Repasando, de nuevo, aquel volumen, he vuelto a comprobar la vital dicotomía que signaba su quehacer: espacio y tiempo, expuestos como testimonio fehaciente de su pasión poética, de su domino métrico,del equilibrio emocionado que desborda el alma lectora.
En el cántico de Nicolás del Hierro, el verbo se torna sensible y renovador, y fluye límpido por las venas, porque llega impregnado de sensualidad, de sentimentalidad, de humano vitalismo.
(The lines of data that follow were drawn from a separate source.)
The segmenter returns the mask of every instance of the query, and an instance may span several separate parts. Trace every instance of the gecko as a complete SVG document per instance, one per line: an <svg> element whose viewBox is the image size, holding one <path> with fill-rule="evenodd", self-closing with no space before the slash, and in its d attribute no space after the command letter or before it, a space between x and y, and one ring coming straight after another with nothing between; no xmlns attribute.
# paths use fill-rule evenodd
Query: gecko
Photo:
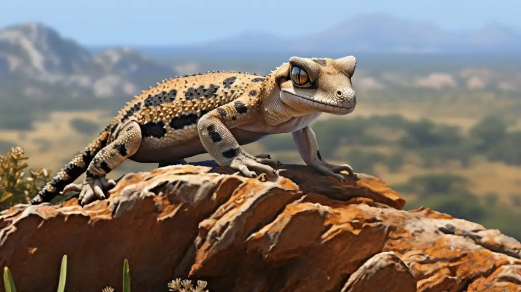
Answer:
<svg viewBox="0 0 521 292"><path fill-rule="evenodd" d="M294 56L267 76L213 71L163 80L123 107L84 150L57 173L30 201L48 202L79 192L83 206L106 199L116 184L107 174L126 159L159 167L207 153L220 166L248 177L276 177L281 165L268 155L241 147L270 134L291 133L304 162L341 182L347 164L320 155L311 124L322 113L345 115L356 98L351 78L356 59ZM81 183L75 181L85 173Z"/></svg>

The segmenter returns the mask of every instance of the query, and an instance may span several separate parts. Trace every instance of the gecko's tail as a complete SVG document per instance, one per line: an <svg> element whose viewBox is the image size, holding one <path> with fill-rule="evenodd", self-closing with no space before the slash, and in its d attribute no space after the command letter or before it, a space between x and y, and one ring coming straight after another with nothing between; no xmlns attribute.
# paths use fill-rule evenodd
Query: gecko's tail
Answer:
<svg viewBox="0 0 521 292"><path fill-rule="evenodd" d="M59 195L65 186L74 181L87 170L96 154L104 147L108 142L110 132L107 126L93 141L85 147L83 151L75 156L56 173L53 179L30 201L31 205L48 202Z"/></svg>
Con estas premisas, nace y crece -también- este nuevo libro postrero, que se afianza en el peso de la verdad, en la hoguera de la finitud y del amor: “Solo soy lo que soy./ Sólo y únicamente/ la integridad del verso/ donde plasmo mis más crudos temores,/ representa la esencia de mi yo./ A nadie puedo darle/ el ansia que me anima y me devora,/ la lucha que derrota mis sentidos / ni el clamor de la sangre/ que alimenta mis sueños”.
Como en anteriores entregas, la realidad de su verso se posa, una vez más, en los sentidos, en los anhelos, en los misterios, en los nombres y en las huellas que reclaman luz y certidumbre: “Estoy seguro/ de no vencer en esta meta:/ pero soñar es la esperanza/ de que el milagro se produzca”.
Su poesía, íntima y sugeridora, está impregnada también de meditación, de esencialidad, de dicha y desamparo, y su discurso se ilumina mediante un ardoroso ímpetu que remite a la nostalgia, a la esperanza, al silencio, al adiós…: “Puede que, cualquier día,/ amanezcamos en las sombras,/ envueltos entre sombras,/ como si todo fuera nada”.
Dividido en dos partes, el libro se inicia con un confesional preludio, que bajo el título de “Manchado y gris”, resulta explícito en cuanto a sus intenciones: “Otea el horizonte la vida,/ y la actualidad no ofrece/ sonrisas por la calle (…) El hombre, pueblo llano,/ se vistió esta mañana con la humilde/ camisa de la espera y la esperanza”:
Como coda, “Mi parcela mayor”, un soneto final, que apuntala la inquietud del yo lírico: “Una duda me atrapa, se hace centro/ de la eterna parcela en su cultivo:/ el Más Allá, que intacto me sucede”.
Muy solos nos dejas, amigo Nicolás, a pesar de estos soles de enero que quieren alumbrar tu despedida. Te nos vas, poeta, y cuesta decirle adiós a tu grandeza humana. Queden latiendo, para siempre, tus versos.